Melissa was raised in a loving home by parents who treated her well.  They attended Mass every Sunday at St Patrick’s church, she attended parochial school there and went to high school at Joseph H Craig, which was still relatively new at the time.  She graduated and went away to college at U of WI-Madison.

Jeanne, meanwhile, was diagnosed with uterine cancer when Melissa was still in grade school.  She died when Melissa was in her second year of high school.  John seemed to handle the situation well, at first.  He grieved but seemed to adjust to her death after a short time; some friends thought too short of a time.  

Melissa and he carried on without Jeanne; John buried himself in his work and did engineering projects in the area that were, more or less, gratis for people he knew.  Melissa continued without mom; she had a full and normal social life there in Janesville and had many friends.

When Melissa left for college, John began a steep decline into depression.  His work didn’t falter but his mood and attitude were noticeably changed.  He seemed not to care very much about what was going on around him.  He dropped out of the Rotary Club and only occasionally went to church, usually when Melissa came home for the weekend and during the summer.  He just didn’t seem to be interested in anything except the design projects had did around the county for friends.

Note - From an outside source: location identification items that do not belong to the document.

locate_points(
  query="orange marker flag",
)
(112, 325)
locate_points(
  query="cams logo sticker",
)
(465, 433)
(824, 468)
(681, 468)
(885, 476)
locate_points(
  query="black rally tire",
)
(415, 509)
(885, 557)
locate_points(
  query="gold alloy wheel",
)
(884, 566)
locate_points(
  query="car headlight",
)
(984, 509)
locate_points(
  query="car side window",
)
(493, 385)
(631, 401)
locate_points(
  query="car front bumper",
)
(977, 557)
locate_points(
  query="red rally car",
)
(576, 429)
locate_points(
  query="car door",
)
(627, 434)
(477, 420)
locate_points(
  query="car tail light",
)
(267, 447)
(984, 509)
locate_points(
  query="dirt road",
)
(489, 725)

One weekend Melissa came home to find him sitting in his recliner chair, not watching TV, not reading, not doing anything, just sitting there; he was non-committal in his responses to her.  She became alarmed when he continued this behavior after her trying her best to get through to him.  She called the family physician and was told to take him to the ER at Mercy Health and Trauma center.

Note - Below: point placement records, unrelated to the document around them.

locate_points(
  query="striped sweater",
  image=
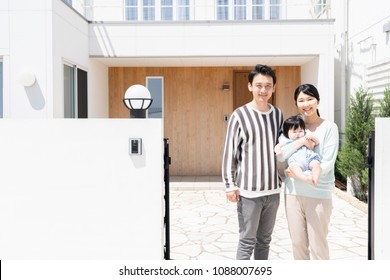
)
(249, 162)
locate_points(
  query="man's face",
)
(262, 88)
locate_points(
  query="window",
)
(240, 9)
(1, 88)
(131, 9)
(156, 87)
(149, 9)
(157, 9)
(258, 9)
(183, 9)
(75, 92)
(166, 9)
(248, 9)
(222, 9)
(274, 9)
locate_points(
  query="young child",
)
(303, 159)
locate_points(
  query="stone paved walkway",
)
(204, 224)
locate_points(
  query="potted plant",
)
(353, 153)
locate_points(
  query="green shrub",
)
(351, 160)
(384, 104)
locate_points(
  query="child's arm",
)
(278, 149)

Dr. Gillespie met them there and diagnosed John with Major Depression and arranged to have him admitted to the hospital for observation.  During the time he was being observed, several alarming factors emerged and the diagnosis was escalated to Psychotic Depression. 

His grief for Jeanne was festering in his mind, he felt guilty about his strong desire for her to have a child; that somehow this triggered her illness.  We was doing okay until Feb/Mar when he even considered ending it all to give Melissa a good start in life with an inheritance that would have been significant.  He went missing.

Dr. Gillespie had treated him with medication but it no longer seemed to be effective; he reluctantly concluded that ECT was indicated as a last resort.  It seemed to work.  John was stable and less symptomatic but needed some time to recover.

Melissa was concerned about him and so sure that she could bring him back to normal that she arranged to have him come home under her care.  She arranged to be away from college for a while, as long as it took, to take care of him.  He helped her move home in January but then the March episode triggered a relapse and back into the hospital he went.  Now it was May and, as of yesterday, he  was home again. 

She decided on a long-dormant desire to keep bees as something they could do together that would pique his interest and hasten his recovery.  Where she got that from he didn’t know; was she not aware of the allergic reaction he’d had to a bee sting as a youth?